Iterating Over Functions

In this unit, you’ll review for iteration—repeatedly performing the same function on different inputs.

Iteration in R generally tends to look a bit different from other programming languages. Much of iteration we get for free! For example, if you want to double a numeric vector x in R, you can just write 2 * x, whereas in many other languages you would need to explicitly double each element of x using some sort of for loop.

In R, there are generally two methods for iteration—for() loops and functionals. We will start with a review of for() loops before hopping over to functionals.

for loops

In R, for loops have the following general structure:

for (i in some_vector) {
    # Code to do stuff with i
}

some_vector can be any vector, including:

  • An indexing vector: 1:3
  • A character vector: c("group1", "group2", "group3")
  • A vector of any other class
groups <- c("group1", "group2", "group3")

for (i in 1:3) {
    print(groups[i])
}
[1] "group1"
[1] "group2"
[1] "group3"
for (g in groups) {
    print(g)
}
[1] "group1"
[1] "group2"
[1] "group3"

for() loop Indices

The seq_along() function generates an integer sequence from 1 to the length of the vector supplied. A nice feature of seq_along() is that it generates an empty iteration vector if the vector you’re iterating over itself has length 0.

seq_along(groups)
[1] 1 2 3
no_groups <- c()
seq_along(no_groups)
integer(0)
for (i in seq_along(groups)) {
    print(groups[i])
}
[1] "group1"
[1] "group2"
[1] "group3"
for (i in seq_along(no_groups)) {
    print(no_groups[i])
}

Closely related to seq_along() is seq_len(). While seq_along(x) generates an integer sequence from 1 to length(x), seq_len(x) takes x itself to be a length:

[1] 1 2 3
integer(0)
for (i in seq_len(length(groups))) {
    print(groups[i])
}
[1] "group1"
[1] "group2"
[1] "group3"
for (i in seq_len(length(no_groups))) {
    print(no_groups[i])
}

Dataframe Indices

seq_len() is useful for iterating over the rows of a data frame because seq_along() would iterate over columns:

small_data <- tibble(a = 1:2, 
                     b = 2:3, 
                     c = 4:5)
small_data
# A tibble: 2 × 3
      a     b     c
  <int> <int> <int>
1     1     2     4
2     2     3     5
for (col in seq_along(small_data)) {
    print(col)
}
[1] 1
[1] 2
[1] 3
for (r in seq_len(nrow(small_data))) {
    print(r)
}
[1] 1
[1] 2

Storing Objects

Often we’ll want to store output created during a for loop. We can create storage containers with the vector() function:

char_storage <- vector("character", 
                       length = 3)
char_storage
[1] "" "" ""
num_storage <- vector("numeric", 
                      length = 3)
num_storage
[1] 0 0 0
list_storage <- vector("list", 
                       length = 3)
list_storage
[[1]]
NULL

[[2]]
NULL

[[3]]
NULL

Our loop can then store objects created at each iteration stage:

for (i in seq_len(3)) {
    char_storage[i] <- str_c("Number: ", i)
    num_storage[i] <- 2*i
    list_storage[[i]] <- i # Note the [[ for subsetting here
}

char_storage
[1] "Number: 1" "Number: 2" "Number: 3"
num_storage
[1] 2 4 6
list_storage
[[1]]
[1] 1

[[2]]
[1] 2

[[3]]
[1] 3

Initial Object Size

Notice that we initialized char_storage, num_storage, and list_storage to all be the same length as our iteration vector (seq_len(3)). Technically, this wasn’t necessary. We could have been much lazier when we initialized these objects: list_storage <- NA. Why didn’t we do this?
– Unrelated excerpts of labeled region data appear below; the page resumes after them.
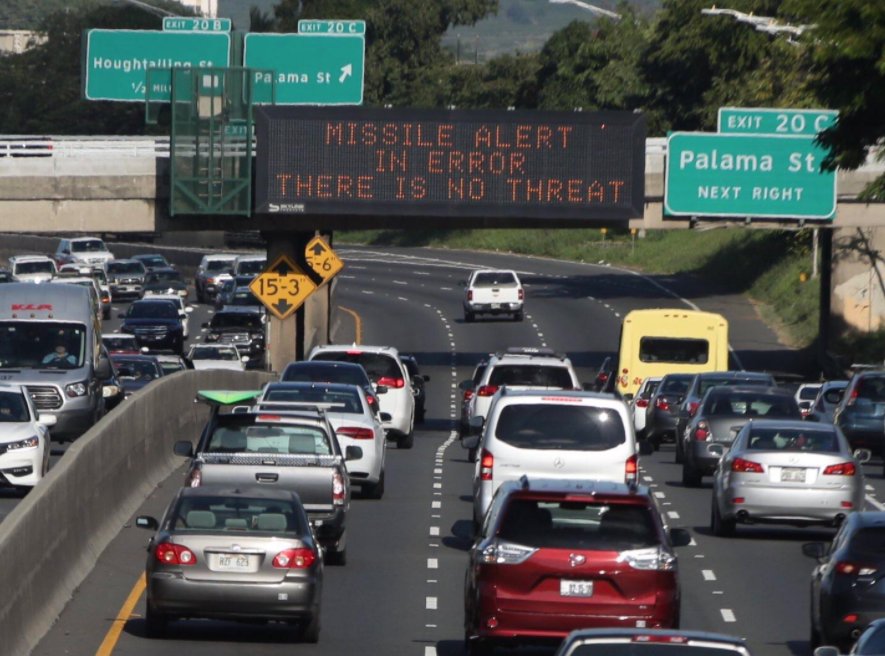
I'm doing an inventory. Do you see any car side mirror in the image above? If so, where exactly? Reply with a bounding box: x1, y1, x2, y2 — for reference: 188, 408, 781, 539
135, 515, 160, 531
802, 542, 827, 560
172, 440, 194, 458
670, 528, 691, 547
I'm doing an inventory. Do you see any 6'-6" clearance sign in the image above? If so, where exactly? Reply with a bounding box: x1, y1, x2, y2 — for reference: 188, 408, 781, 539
256, 107, 645, 220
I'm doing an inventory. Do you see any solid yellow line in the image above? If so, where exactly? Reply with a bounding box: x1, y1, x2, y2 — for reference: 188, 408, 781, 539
338, 305, 363, 344
95, 574, 147, 656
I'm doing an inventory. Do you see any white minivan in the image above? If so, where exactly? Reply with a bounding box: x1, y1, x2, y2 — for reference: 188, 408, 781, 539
462, 387, 639, 525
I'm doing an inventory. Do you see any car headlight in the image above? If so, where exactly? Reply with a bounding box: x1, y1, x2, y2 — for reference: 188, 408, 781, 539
6, 435, 40, 451
65, 383, 89, 399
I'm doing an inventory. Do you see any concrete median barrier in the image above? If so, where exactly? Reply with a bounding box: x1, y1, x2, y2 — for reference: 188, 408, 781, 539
0, 371, 272, 654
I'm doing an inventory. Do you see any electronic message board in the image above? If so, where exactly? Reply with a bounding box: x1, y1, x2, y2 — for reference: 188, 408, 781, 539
255, 106, 646, 222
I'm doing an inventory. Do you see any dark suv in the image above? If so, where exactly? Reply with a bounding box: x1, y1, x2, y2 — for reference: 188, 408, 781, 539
464, 476, 690, 655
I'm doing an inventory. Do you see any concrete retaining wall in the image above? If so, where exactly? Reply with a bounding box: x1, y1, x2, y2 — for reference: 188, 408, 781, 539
0, 371, 271, 654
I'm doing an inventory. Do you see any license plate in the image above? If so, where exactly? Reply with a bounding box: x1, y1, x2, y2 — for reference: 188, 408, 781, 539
559, 580, 593, 597
212, 554, 252, 572
781, 467, 805, 483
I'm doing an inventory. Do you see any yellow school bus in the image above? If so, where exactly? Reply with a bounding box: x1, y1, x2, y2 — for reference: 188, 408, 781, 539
615, 308, 728, 396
When you don’t initialize an object as a specific size (e.g., length = 3) then at every stage of the for() loop R needs to append a new index to that object. This really slows down your for() loop!

Here is a comparison of the run time between two functions that both store the index of the iteration. The first function (do_stuff_allocate) sets the initial object size (vector(length = reps)) before the loop is run. The second function (do_stuff_tackon) does not set an initial object size and instead initializes results as a vector of length 1 (results <- NA).

do_stuff_allocate <- function(reps) {
  results <- vector(length = reps)
  for (i in seq_len(reps)) {
    results[i] <- i
  }
  return(results)
}

do_stuff_tackon <- function(reps) {
   results <- NA
  for (i in seq_len(reps)) {
    results <- c(results, i)
  }
  return(results)
}

Let’s see how these two functions compare in their run time:

Statistic do_stuff_allocate do_stuff_tackon
min 12,751 µs 403,317 µs
mean 23,755 µs 828,469 µs
median 14,596 µs 559,630 µs
max 867,519 µs 11,678,973 µs

Lesson: You should always initialize your object as the size you want it to be.

Check-inCheck In
  1. Write a for()-loop that prints the even numbers from 1:20.

  2. Can you produce the same output with the seq() function?

  1. Write a for()-loop that iterates over the month.name vector (built-in to base R) and stores a character vector of output containing strings like “Month 1: January”, “Month 2: February”.

  2. Can you produce the same output with str_c() only?

  1. Write a for()-loop that store the class() (type) of every column in the mpg data frame.

Iteration with Functionals

A functional is a function that takes a function as an input and returns a vector as output. - Hadley Wickham

Required-readingRequired Reading

purrr is a tidyverse package that provides several useful functions for iteration. The main advantages of purrr include:

  • Improved readability of R code
  • Reduction in the “overhead” in writing a for()-loop (creating storage containers and writing the for (i in ...))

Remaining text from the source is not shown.